Justiz befasst sich mit Streit um Windkraftanlage

WASSERBURG (pem) - Der Streit um die geplante Windkraftanlage in Hengnau geht in die erste juristische Runde. Gestern kamen die Richter des Verwaltungsgerichtes Augsburg zu einem Ortstermin an den Bodensee. Die Verhandlung soll später folgen.
Wie berichtet, plant der Ingenieur Kuno Knaisch den Bau einer Windkraftanlage in Hengnau. Einschließlich Rotorblättern ist das Bauwerk rund 100 Meter hoch. Geplant ist das Vorhaben seit mehr als zwei Jahren. Fast 500 000 Mark hat Knaisch investiert, um zu klären, ob es in Hengnau ausreichend Wind gibt. Gescheitert ist das Projekt bislang am Widerstand von Landrat Dr. Manfred Bernhardt. Das Landratsamt hatte eine Bauvoranfrage von Knaisch abgelehnt. Den Widerspruch dagegen hat auch die Regierung von Schwaben zurückgewiesen.
Bernhardt beruft sich auf den Regionalplan.

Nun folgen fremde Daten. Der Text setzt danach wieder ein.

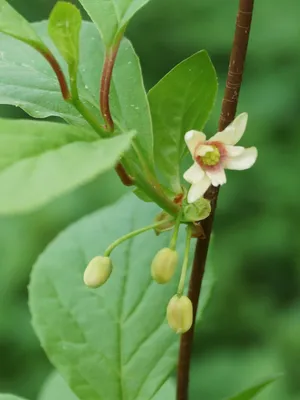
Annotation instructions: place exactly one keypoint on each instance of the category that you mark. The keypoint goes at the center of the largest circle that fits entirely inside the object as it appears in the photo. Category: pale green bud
(97, 272)
(163, 265)
(180, 313)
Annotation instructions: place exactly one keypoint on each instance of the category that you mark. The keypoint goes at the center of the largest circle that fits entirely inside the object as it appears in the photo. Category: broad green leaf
(252, 392)
(40, 161)
(21, 139)
(13, 24)
(55, 388)
(64, 29)
(113, 342)
(27, 81)
(10, 397)
(181, 101)
(112, 16)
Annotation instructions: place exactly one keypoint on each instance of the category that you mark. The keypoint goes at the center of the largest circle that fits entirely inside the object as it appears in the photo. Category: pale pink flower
(212, 156)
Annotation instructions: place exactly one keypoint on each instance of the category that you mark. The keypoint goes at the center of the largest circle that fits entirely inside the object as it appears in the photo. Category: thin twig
(58, 72)
(106, 77)
(229, 106)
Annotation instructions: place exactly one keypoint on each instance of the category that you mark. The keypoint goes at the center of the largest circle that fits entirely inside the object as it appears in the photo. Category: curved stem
(130, 235)
(45, 52)
(185, 261)
(109, 62)
(229, 105)
(175, 232)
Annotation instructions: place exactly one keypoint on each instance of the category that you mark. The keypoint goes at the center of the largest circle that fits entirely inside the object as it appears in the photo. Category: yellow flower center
(211, 157)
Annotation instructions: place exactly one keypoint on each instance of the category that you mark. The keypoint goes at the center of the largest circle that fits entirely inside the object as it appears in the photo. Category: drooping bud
(180, 313)
(164, 264)
(97, 272)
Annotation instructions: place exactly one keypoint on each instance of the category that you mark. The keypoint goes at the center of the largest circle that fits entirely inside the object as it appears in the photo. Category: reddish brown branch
(106, 77)
(229, 106)
(109, 62)
(125, 178)
(58, 71)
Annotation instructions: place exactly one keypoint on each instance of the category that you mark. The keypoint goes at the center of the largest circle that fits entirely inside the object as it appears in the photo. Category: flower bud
(97, 272)
(163, 265)
(180, 313)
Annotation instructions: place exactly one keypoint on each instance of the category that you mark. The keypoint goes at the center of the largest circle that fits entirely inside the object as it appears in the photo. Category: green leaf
(56, 388)
(114, 342)
(10, 397)
(13, 24)
(64, 29)
(251, 393)
(142, 195)
(181, 101)
(27, 81)
(111, 16)
(39, 161)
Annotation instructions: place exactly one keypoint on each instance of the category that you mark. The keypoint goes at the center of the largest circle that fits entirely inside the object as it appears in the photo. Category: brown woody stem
(229, 106)
(109, 62)
(58, 71)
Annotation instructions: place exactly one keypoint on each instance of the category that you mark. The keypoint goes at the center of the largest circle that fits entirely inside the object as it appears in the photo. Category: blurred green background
(252, 327)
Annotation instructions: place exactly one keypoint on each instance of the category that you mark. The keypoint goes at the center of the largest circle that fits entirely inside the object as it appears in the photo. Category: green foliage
(179, 102)
(28, 82)
(56, 388)
(42, 160)
(13, 24)
(112, 342)
(10, 397)
(252, 392)
(64, 29)
(111, 17)
(256, 253)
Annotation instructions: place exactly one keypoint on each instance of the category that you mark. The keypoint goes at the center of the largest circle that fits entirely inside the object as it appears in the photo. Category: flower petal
(234, 131)
(194, 174)
(192, 139)
(217, 177)
(234, 151)
(243, 161)
(198, 189)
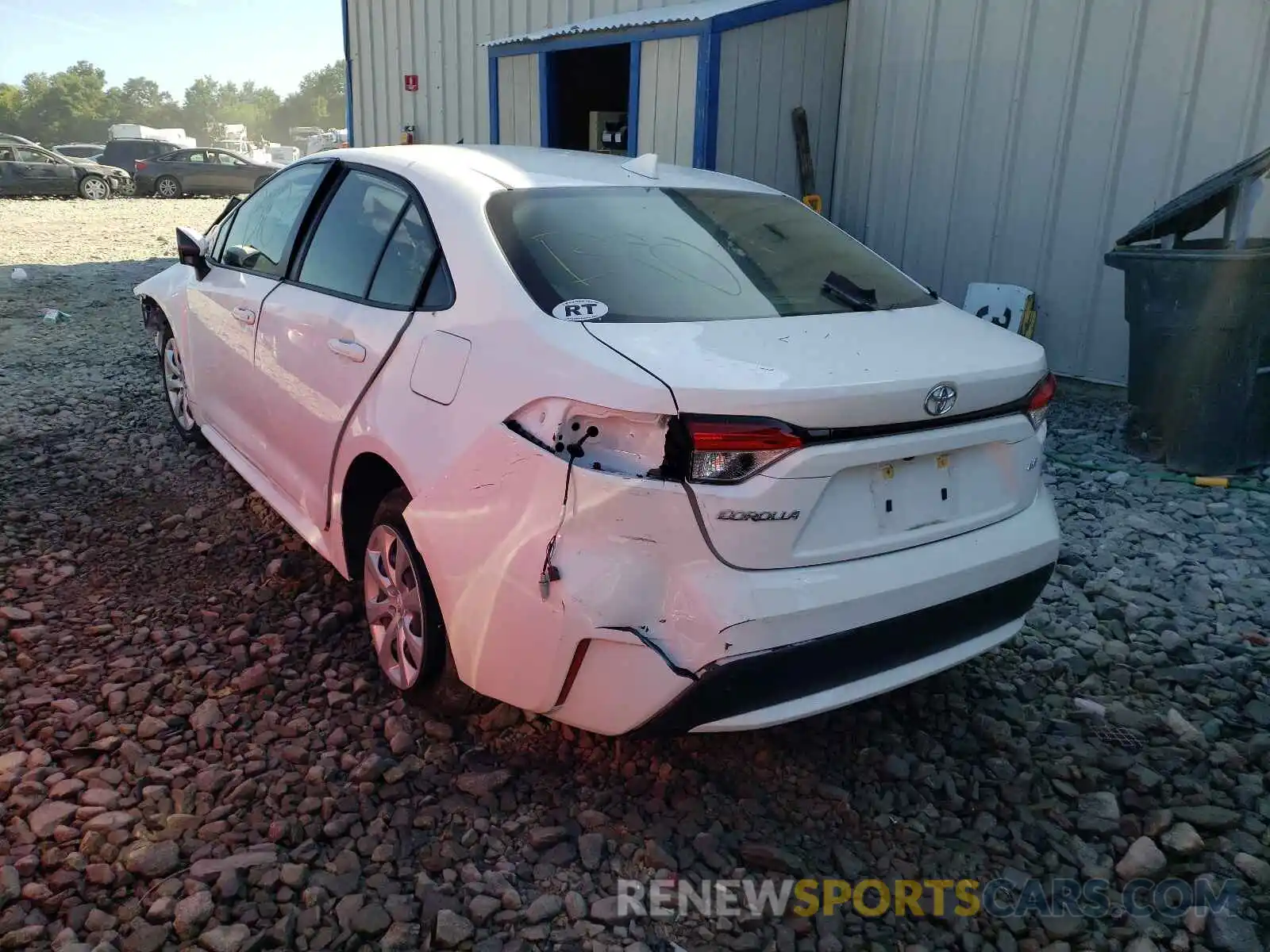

Laut diesem Plan ist der Landkreis Lindau - anders als beispielsweise das Ober- oder Unterallgäu - von so genannten raumbedeutsamen Anlagen freizuhalten. Als solche gelten Windräder mit mindestens 50 Metern Nabenhöhe. Nach Ansicht von Dr. Bernhardt, der den Regionalplan in Sachen Windkraft maßgeblich beeinflusst hat, "verschandeln" solche Anlagen die Landschaft. Eine 100 Meter hohe Anlage sei mit dem Landschaftsbild nicht vereinbar.
Für Kuno Knaisch stellt sich die Lage anders dar. Der Regionalplan ist seit 1. November 1999 in Kraft. Seine Bauvoranfrage datiert aber aus dem Frühjahr. "Das Landratsamt hat sich mit der Bearbeitung so lange Zeit gelassen, bis der Regionalplan formell in Kraft trat", sagt Knaisch. Der Ingenieur verweist auf mehrere Kontakte mit dem Landratsamt. Dabei sei er im Januar 1999 aufgefordert worden, eine Bauvoranfrage einzureichen. "Es ist gelinde gesagt eine Sauerei, wenn ein Landrat einen privaten Investor in sein finanzielles Verderben rennen lässt", sagt Rechtsanwalt Hermann Schmidbauer. Der Kemptener vertritt Knaisch. Hintergrund der Kritik: Landrat Dr. Bernhardt hatte sich bereits im September 1998 als Gegner von Windkraftanlagen erklärt. Im "Darmstädter Manifest" äußern 99 Forscher, Politiker und Schriftsteller ihre "größte Besorgnis" wegen des Ausbaus der Windenergienutzung. Bernhardt hat an fünfter Stelle unterzeichnet. "Ich war immer Vorreiter eines klaren Kurses", formuliert Bernhardt seinen Standpunkt. Eine Bauvoranfrage sei nötig gewesen, um das Verfahren förmlich behandeln zu können. Niemals habe das Landratsamt Knaisch eine Baugenehmigung in Aussicht gestellt.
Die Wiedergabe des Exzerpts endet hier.